I just have to take a minute and say, I am SO completely thankful for the time that we spent at Tony & Sue's over the past 2 1/2 months.  The kids loved learning different things from them and having the extra attention.  And I really enjoyed getting to know Sue and hanging out with her.  Sue is an extremely encouraging and positive person.  She taught me some good meals and taught me to sew and quilt!!  She offered to include me in everything she did.  She cheered me up when I was down.  They shared their entire space with us and made sacrifices beyond belief.  They thought ahead as to what would make us most comfortable and provided and did that.  Amazing!  I have thought often over the past few months - would I be able to extend the same gift of hospitality to others as they have for us??  It is the kind of gift that you can never express how much it meant - and you can never repay someone for!   What a blessing God provided to us through them!  We will be having our only Carolina relatives over for Thanksgiving this year.

It was absolutely fantastic having my mom and Judy here at the beginning of the week.  They flew home on Thursday.  But they and Sue were a huge help.  They unpacked all the boxes for me and organized the kitchen.  I hated to see them leave.  The week was a blur.  By Thursday when they left I had my bearings enough to make a taco dinner!  When Evan woke up Friday morning he had a sore throat, but no fever or anything else, so off to school he went.  When he got home he had a fever...bad mom!!  Off to the doctor we went.  We had already researched and decided on a doctor that is right up the road - less than 5 minutes.  He, luckily, could get us in on a Friday afternoon.  Positive strep.  Ugh.  But, at least he got started on medicine and was feeling much better by Saturday evening.  Jeff has been great - hanging blinds/curtain rods, hooking things up, hanging light fixtures, ceiling fans, etc.  He has really worked hard. We have been so busy searching for lost items, moving things around, hanging things, organizing that it still does not seem real that we are in a house in North Carolina and are 'doing life' here now.  Although it just makes me smile to take the kids to school in the mornings and be gone for 10 minutes round trip!  Halleluiah! 

This weekend in Evansville we missed the prospective pastor preach at church...and I missed the women's conference with Lysa TerKeurst and Laura Story.  It made me sad to miss out on things...things that were important to us.  I'm sure there will be many more things we miss though and time will heal...

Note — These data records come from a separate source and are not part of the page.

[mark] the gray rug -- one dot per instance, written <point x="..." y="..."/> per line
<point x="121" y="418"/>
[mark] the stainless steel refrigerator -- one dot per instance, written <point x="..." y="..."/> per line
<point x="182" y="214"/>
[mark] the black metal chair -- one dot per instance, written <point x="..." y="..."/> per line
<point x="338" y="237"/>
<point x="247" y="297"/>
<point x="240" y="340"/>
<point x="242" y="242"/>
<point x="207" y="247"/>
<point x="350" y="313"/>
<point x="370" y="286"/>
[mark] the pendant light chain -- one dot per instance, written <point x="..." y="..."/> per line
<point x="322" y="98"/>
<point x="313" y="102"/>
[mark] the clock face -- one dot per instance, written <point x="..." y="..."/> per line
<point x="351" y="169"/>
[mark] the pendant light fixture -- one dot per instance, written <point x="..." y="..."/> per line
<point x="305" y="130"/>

This morning, after enjoying the extra hour of sleep from the time change, we got up and went to church!  We were all so excited!  We have about 5 different churches that we've looked at online and listened to some sermons of their pastors that we'd like to visit.  The one this morning was the closest to our house since we have so much we wanted to get done at home today.  Southbrook Church is 5 minutes away and Emily is going to play basketball through that church soon (Jeff is going to coach too!)  The kids both had a kid church type set up.  Emily was with just 4th grade girls - and one was a girl from her class at school! - and they joined the middle school for worship - it was loud music!  Jeff and I enjoyed the sermon, the pastor, the people, the set up, and most of all - the worship and music.  It was definitely our style.  I was so relieved to be back at church.  It felt good to stand in His presence and sing - and since it was so loud no one heard how off key I was...and since it was dark, no one saw the tears run down my face as we sang one of my favorites - "Oh no, You never let go, through the calm and through the storm.  Oh no, You never let go, in every high and every low.  Lord, you never let go of me!"  Jeff and I have never 'church shopped' before.  We've prayed for the right one, but don't really know what to do to choose.  All four of us liked this one enough to stay there!  But, we also want to try the others out too so we know for sure what is out there - I guess that is how you do it?  Pray for us if you think of it!

Like I said, things have been a whirlwind the past couple of weeks.  I really don't think much of anything has sunk in fully.  I know that a lot of stress has been relieved, but I am sure that the journey is only starting.